Nulle part n'affleure, au delà du regret, le repentir. Nulle part il ne se retourne vers un Dieu pour implorer son pardon. Et c'est le lecteur croyant qui décèle derrière le retour des choses une loi de la Providence. Toute l'espérance du roi impie se tourne vers son fils, qui ne fera que reculer devant la pression juive. C'est tout le sens de l'histoire qui disparaît quand on ne fait pas appel à Dieu. Là où les croyants lisent un dessein de Dieu, les incroyants pointent seulement un manque de chance qui débouche sur le non-sens. Et cela sert admirablement le dessein de l'Auteur biblique. Le tissu de l'histoire semble se dérouler comme une suite aléatoire de triomphes et de succès. Mais Dieu suit son idée, qui se révèle à la fin sans jamais avoir été soulignée.
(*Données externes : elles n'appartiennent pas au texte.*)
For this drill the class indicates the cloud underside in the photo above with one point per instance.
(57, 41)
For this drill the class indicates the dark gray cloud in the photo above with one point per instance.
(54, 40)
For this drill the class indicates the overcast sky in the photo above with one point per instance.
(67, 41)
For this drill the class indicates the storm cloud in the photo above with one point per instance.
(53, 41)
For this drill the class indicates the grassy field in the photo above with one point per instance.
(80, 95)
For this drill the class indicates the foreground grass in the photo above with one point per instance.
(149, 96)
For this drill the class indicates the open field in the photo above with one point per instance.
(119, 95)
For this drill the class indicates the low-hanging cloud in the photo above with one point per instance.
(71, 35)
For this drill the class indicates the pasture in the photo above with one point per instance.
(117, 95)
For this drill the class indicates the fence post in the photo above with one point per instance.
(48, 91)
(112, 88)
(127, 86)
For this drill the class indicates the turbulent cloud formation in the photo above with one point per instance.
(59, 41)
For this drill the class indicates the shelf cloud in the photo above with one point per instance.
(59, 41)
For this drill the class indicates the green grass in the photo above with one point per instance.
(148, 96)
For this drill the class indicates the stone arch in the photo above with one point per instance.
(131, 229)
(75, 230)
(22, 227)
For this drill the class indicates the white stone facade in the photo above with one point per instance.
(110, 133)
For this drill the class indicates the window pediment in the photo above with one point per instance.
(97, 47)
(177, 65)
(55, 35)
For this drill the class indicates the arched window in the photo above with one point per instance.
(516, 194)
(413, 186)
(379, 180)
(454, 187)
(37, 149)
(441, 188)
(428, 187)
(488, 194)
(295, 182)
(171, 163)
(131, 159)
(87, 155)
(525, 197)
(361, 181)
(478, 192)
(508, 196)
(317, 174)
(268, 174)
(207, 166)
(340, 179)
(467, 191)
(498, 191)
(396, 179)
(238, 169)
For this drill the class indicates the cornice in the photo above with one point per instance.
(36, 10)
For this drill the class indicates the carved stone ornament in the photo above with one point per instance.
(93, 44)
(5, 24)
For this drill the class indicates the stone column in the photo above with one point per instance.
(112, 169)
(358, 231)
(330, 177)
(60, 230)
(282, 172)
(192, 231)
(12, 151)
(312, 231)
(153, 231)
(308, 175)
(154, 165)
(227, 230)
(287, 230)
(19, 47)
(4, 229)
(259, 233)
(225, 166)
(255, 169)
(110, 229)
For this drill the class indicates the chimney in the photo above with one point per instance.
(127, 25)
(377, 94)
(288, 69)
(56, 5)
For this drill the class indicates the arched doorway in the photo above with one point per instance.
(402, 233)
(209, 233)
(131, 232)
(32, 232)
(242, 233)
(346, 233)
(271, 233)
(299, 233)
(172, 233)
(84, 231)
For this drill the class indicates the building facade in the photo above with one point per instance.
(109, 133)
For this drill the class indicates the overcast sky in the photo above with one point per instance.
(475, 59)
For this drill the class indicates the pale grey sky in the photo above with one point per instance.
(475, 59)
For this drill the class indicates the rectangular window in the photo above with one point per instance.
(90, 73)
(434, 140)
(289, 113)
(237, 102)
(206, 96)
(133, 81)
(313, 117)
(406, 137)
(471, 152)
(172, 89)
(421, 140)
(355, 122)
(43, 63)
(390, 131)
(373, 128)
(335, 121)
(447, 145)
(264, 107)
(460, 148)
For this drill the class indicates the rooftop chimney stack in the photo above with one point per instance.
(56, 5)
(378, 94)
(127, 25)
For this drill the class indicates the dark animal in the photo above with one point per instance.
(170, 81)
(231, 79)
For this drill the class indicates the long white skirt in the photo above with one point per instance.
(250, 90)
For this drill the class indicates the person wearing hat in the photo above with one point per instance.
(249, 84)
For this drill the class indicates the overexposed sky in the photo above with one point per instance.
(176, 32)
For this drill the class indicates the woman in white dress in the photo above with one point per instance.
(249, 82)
Dieu veut la victoire de son peuple, mais elle se dessine peu à peu à travers les événements, et seule la foi peut la découvrir, c'est-à-dire la certitude que rien n'échappe au vouloir de Dieu.

 

Savons-nous voir la main de Dieu dans les événements qui nous emportent ? Savons-nous que nous ne flottons pas sur une histoire dénuée de sens, mais que tout a sa portée dans notre vie, bien que Dieu ait la puissance de ne pas contraindre notre liberté ? Ce n'est pas une facilité ou un subterfuge d'affirmer que lui voit, que lui peut, que lui sait pourquoi. C'est simplement rendre à Dieu toute sa place, toute sa présence à l'histoire du monde, tout son mystère au cœur même de nos vies. Dieu, qui est chassé de partout dans le monde, réaffirme sa réalité. Les hommes de la Bible la soulignent de loin en loin ; notre foi la devine à chaque instant.